Tales from WannaBea Farm
Joyce Stark
Growing up in a semirural area of Houston, I was always dragging home stray animals, one spring day I even found a dead ‘possum with live babies clinging to her. That was a real find, but I was on my way to school when I found her. Now I couldn’t just leave her for some other kid to find so what was I to do? Finally I picked her up and ran home just a fast as I could go and left her in the shade, on the cement blocks that were stacked up for steps, then turned and ran for school just as fast as I could go. Arriving at school, out of breath and panting for air, the teacher sent me to the principal. Again! As I opened his door he took one look at me and just pointed down the hallway to my room. I could never understand why the teacher was always sending me to see him as he never, ever said a word to me, just pointed, and I always went back to my classroom. The other kids were terrified of him and he was always spanking them, but not me. It was a real mystery to me. Only after I was grown did I learn that HE was afraid of my mother! I can understand that as I was afraid of her too.
After school the weather had warmed up and I dawdled along on my way home, playing a game of hopscotch with some other kids, chasing one of the boys and trying to hit him because he had ran up and kissed me on the cheek. Yeeuck, nasty kid! I stopped to talk to one of the gardeners working on the flower beds at a business building and talked him out of some plants to take home to my mother as a peace offering since I realized that I was going to be late getting home and Mama would be pretty mad.
Alas, going in the back door and yelling, “Mama, come see what I got for you”, my pretty plants went unnoticed as Mama, as soon as she saw me, went into a white rage the likes of which I had seldom seen.
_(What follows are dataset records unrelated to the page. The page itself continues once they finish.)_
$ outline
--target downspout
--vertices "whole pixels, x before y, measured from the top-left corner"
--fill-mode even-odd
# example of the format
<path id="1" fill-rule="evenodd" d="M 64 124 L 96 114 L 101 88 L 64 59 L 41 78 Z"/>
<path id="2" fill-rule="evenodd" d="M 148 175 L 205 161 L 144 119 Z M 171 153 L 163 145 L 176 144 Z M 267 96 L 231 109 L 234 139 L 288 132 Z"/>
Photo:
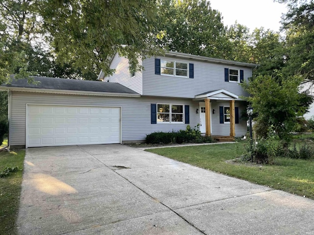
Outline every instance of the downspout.
<path id="1" fill-rule="evenodd" d="M 11 146 L 10 141 L 10 133 L 11 133 L 11 113 L 12 92 L 8 90 L 8 124 L 9 125 L 9 132 L 8 133 L 8 151 L 10 151 Z"/>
She was so mad that she couldn’t even talk and was just sputtering at me. Finally I understood the word, “’possum” and knew I was in real trouble.
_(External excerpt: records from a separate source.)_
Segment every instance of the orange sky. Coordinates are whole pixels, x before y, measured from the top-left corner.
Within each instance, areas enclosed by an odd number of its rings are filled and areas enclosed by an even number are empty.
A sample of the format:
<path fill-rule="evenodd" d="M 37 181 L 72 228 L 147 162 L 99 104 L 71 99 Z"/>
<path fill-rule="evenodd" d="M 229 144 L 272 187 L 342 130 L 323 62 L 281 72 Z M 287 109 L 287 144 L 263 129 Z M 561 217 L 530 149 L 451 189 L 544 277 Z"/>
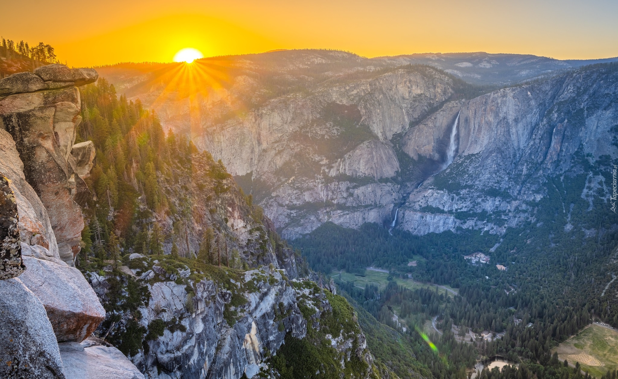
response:
<path fill-rule="evenodd" d="M 365 56 L 488 51 L 618 56 L 616 0 L 0 0 L 0 33 L 70 66 L 331 48 Z M 23 17 L 27 16 L 27 17 Z"/>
“But Mama”, I wailed, “It has little babies”. She didn’t care, she wanted it gone. Opening the front door, I was greeted with a horrific smell. After leaving the ‘possum on the steps the sun had gradually moved around and cooked mama and baby ‘possums and they were really ripe, smelling like I had stumbled into a group of skunks having a “Who can make the worst smell contest”.
Seems like after I had left for school, Mama had decided to have one of those, “Kids are gone, house is clean and I’m going to pamper myself, days”. It was her and Daddy’s anniversary and she wanted to be pretty for him. She filled the old wash tub with hot water, a bucket at a time, climbed in the tub and soaked for a while before fixing her hair and putting on her best dress. She then headed next door to visit with the next door neighbor that I would be spending the night with while her and daddy went out to celebrate.
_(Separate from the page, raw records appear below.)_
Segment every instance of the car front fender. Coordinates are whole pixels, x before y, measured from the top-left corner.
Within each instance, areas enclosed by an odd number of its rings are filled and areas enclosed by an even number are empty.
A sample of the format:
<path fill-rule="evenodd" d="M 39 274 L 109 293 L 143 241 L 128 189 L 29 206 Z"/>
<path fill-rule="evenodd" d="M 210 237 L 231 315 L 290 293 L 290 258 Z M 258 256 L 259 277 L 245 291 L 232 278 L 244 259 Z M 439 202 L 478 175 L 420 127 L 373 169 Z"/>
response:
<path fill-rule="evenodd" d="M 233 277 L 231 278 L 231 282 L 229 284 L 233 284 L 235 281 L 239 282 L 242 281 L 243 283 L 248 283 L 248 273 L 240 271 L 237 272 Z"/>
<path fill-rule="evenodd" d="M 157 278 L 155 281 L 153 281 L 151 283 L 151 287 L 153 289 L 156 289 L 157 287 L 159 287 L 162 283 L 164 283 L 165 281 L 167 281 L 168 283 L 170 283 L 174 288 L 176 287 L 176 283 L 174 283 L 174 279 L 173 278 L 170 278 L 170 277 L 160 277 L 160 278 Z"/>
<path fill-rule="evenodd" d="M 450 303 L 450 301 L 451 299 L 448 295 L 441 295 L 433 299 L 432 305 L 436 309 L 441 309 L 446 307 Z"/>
But as she opened the front door she was overwhelmed with the smell and as she stepped out to investigate (without looking down) she stepped on something soft and squishy. Startled she stepped back, lost her balance and fell into her newly planted and muddy flower bed. Wallowing around, trying to get up she somehow pulled old mama ‘possum and babies down on her head. The neighbors reported later that she really went ballistic then, screaming and clawing at her muddy face and hair. When she finally calmed down and went to clean up she had to bathe in dirty water as she wasn’t strong enough to empty the washtub. That was Daddy’s job and when he came home she was wearing an old dress and her hair was still wet and she was looking as she said, “Like a drowned rat”. I was hiding out at the neighbors, glad they were going out and hoping Mama would cool off before I had to go home. But Daddy said she was beautiful just the way she was and they must have had a good time that night as she was happy and laughing the next day.